Bedi also introduced education and meditation programmes for the inmates.
“Tihar jail was a big den of criminals. I was in charge of more than 10,000 prisoners, of which only about 400 were women and children. Honestly, at first I didn’t know what I was going to do. But the first day I went in, I looked at the group of criminals in front of me and I asked them, ‘Do you pray?’. I repeated the question several times until they answered me, ‘Yes’ and then we proceeded to pray. After that, things began to change.
“I initiated an education programme for the prisoners. We had no budget at all, so the teachers were the prisoners themselves ... those who were educated. We had 500 educated prisoners teaching classes. The books they used were all donated. Every prisoner went into the education programme, regardless of their crime. From 9am to 11am in the morning, the prison became a school and I was the headmistress.
“We also started a meditation programme for them. The prison was like a township with more than 10,000 sick people who needed a doctor for healthcare and mind care. We sat in meditation together ... I sat between the male and female inmates and meditated with them. Of course, we separated the hard core criminals and worked on them separately. But the rest of them loved it. Crime is the product of a distorted mind which needed to be addressed. Not by preaching, not by telling or reading, but by addressing the mind,” she shares.
Bedi also placed a “feedback box” on the prison grounds for the inmates to write to her directly.

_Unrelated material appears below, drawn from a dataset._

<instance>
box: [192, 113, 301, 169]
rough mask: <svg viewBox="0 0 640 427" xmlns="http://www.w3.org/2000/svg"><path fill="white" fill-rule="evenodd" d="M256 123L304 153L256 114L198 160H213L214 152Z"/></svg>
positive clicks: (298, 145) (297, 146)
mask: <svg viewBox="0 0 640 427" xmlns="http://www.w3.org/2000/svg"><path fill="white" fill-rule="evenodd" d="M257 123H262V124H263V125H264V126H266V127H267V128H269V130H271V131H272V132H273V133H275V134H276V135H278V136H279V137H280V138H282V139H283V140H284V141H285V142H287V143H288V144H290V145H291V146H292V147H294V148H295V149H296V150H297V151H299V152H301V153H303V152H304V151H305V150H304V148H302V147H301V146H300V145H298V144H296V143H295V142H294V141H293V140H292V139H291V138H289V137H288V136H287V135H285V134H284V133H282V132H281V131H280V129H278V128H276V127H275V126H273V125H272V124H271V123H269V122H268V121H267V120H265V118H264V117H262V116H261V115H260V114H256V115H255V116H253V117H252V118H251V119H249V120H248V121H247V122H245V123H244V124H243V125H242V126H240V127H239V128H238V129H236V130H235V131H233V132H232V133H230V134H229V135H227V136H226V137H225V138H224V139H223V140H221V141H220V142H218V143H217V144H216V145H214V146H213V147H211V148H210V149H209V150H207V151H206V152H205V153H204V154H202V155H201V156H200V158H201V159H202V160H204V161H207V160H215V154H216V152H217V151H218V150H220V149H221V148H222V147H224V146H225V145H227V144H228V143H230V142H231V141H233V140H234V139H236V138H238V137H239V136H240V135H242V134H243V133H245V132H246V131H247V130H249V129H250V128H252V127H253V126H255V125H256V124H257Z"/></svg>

Everyday, she’d go through the letters herself before she went home.
“It was a locked box; only I had the key. Through the box, I found out exactly what was happening in the prison. This box was my intelligence system. If there was an emergency situation building up, I found out and was able to arrest it immediately. I found out who was planning to escape. I found out inside information about my staff ... the inmates would tell me about the corruption in the prisons which led me to fire some prison
officials. This box gave the prisoners a direct line of communication to me. There was no hierarchy, and believe it or not, nobody ever gave me false information,” she said.
This act of “reaching out”, Bedi believes, is typical of women.
In 1994 Bedi was honoured with the Ramon Magsaysay Award (known as the Asian Nobel Prize) for her work in reforming the country’s prison system.